Saturday, July 6, 2013

he is my heroin

all it takes is one word
my heart heaves
my mind floods
everything disappears

legs are wobbly
dreams forgotten
each breath labored
craving another word

every moment tainted
with what could be
nothing fills the void
i try everything

tainted blood
tainted breath
once hope breathes
all is lost again










History puts a saint in every dream

There was a time I thought I knew who I was and what mattered, as I had these labels and titles that meant something to me and to those that met me, and it felt clear.  In the last few years many of the labels have become less important or dropped off completely and I stand here naked and raw unsure how to think of myself or what to tell strangers when I meet them.  It is even more than that because the people that used to frame my life with their own labels and titles have left, changed, and no longer contribute to my scaffolding of my person.  A friend told me that everything being torn down can make room for a new creation.  It is fresh fertile ground that is ripe for the power of my intention.

It is frightening to be a blank slate.  It isn't exactly true that I am a blank slate either as I still have responsibilities and financial obligations that keep me grounded and tied to things such as my house and my job, but the rest of me is free to be redefined.  I can decide what and who I am.  My children are grown and the needs they have for me are not consuming (well except for financially) and my partner and I split up and I have no real family so I am left alone to find the purpose of my life and my time.

I am learning simple things like what to do with my time and how to reach to people for help and friendship.  Just the thought when I wake up on Saturday of Who am I ? and What do I want to do? scares the shit out of me.  I am terrified I will be alone forever and that my life will become that of a recluse.  I am worried about just becoming exhausted and hiding in my house and drinking my way through the years.  However I have not done that yet (except for the exhausted part) and am finding my way towards picking up the guitar, volunteering, reading books, starting a new group, walking around town, even this ...writing..as hard as this is.  I am often overwhelmed with how much I can do and that I would like to do and wonder how I ever used to feel so bored.  It can be too much though and I can easily find myself shrinking back from life and just taking refuge in my home.
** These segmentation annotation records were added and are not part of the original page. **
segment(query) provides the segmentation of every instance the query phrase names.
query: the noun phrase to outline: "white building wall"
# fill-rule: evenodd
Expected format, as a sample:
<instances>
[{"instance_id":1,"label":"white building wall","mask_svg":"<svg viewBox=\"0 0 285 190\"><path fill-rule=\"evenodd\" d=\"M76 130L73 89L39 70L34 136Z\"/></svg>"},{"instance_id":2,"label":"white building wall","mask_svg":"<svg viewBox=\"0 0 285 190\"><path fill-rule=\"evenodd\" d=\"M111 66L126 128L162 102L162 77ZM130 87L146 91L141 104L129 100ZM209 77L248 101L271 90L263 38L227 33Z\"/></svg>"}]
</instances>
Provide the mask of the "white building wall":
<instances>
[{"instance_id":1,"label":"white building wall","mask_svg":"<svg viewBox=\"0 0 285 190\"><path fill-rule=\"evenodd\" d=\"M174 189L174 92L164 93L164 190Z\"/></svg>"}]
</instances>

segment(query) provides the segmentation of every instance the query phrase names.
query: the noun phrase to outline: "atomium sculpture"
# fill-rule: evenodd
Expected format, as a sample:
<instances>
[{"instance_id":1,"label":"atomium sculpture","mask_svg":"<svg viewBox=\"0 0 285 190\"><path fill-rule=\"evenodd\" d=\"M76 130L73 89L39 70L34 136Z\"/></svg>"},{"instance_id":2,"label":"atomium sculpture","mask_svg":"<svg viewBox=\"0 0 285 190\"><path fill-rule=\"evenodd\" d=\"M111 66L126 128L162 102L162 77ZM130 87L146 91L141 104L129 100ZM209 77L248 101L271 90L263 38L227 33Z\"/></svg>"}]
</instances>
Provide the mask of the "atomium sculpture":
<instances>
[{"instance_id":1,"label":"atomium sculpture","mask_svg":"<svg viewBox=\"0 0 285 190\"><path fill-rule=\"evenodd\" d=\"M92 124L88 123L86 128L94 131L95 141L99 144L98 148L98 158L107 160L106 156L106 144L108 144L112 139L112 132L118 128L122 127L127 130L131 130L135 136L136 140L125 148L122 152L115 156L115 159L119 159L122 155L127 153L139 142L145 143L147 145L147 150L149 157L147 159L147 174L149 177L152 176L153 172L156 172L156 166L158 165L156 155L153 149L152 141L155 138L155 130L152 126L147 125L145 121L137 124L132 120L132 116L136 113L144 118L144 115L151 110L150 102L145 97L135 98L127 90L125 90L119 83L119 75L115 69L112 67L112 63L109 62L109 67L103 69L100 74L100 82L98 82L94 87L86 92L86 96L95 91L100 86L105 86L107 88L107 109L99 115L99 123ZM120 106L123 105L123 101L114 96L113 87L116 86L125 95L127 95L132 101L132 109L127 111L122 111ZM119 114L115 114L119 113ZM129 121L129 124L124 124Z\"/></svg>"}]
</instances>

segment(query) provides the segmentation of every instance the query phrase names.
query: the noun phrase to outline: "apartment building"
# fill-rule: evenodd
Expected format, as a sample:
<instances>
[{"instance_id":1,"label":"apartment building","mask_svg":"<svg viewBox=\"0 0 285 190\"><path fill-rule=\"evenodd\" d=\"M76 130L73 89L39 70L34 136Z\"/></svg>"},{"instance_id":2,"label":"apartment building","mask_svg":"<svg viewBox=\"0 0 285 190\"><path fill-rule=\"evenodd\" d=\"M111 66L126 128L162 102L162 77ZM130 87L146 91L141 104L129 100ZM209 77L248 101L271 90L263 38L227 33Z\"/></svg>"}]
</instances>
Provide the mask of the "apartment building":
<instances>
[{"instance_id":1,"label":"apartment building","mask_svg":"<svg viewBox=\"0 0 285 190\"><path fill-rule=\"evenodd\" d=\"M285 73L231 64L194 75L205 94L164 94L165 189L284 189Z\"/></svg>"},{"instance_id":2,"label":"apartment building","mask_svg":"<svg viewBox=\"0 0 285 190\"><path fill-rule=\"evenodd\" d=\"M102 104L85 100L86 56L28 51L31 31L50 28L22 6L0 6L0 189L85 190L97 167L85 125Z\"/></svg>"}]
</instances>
I miss my ex-boyfriend and yet when I think of the reality of what it is I long for is not our past relationship reality but the ideal of what could have been between us.  He became depressed and I was  (AM!) still working on a lifetime of insecurity and feelings of inadequacy.  We became paralyzed and worked towards numbing and disengaging from the world rather than leaning in and feeling and embracing our lives.  I used to wake up overwhelmed by the time that I had to kill in a day and wondered how I would survive more years just trying to kill weekends for at least another 30+ years.  It was a dark place to be.  I do really miss someone to share stories with, someone that will hold my hand and tell me it will be ok, and the human connection and contact.  I do not know how to reframe all those things into something by myself except not missing them?

How do you stay open, lean in and yet spend so much time alone?  How do you find your way to like minded folks when you barely have your own legs under you?  How can I be 45 years old and still feel like a child finding my way in this life?  Things do not settle, they do not solidify, and I am changing as much as the things around me.  I thought when I was a girl that I only had to make it to a certain point and then everything would fall into place but some how it would be easier.  The opportunity to wake up every day (EVERY DAY) and experience life fresh is very exciting.  How awesome is it that I am not just "dead woman walking" and full of potential?  It is such hard work to be aware and live my life with clear intention because it means to me that I own this.  This is my world, my experiences and my job to make the most of whatever comes my way.  I have to let go of the hope of control or managing what comes up but just the way I engage and move forward.

This was a hard post to write.  I still fear and struggle with this new world that I am left with.  The emptiness of the house, my bed and yet the fullness of the experience of living.  It is going to take some time to feel at home in this new world.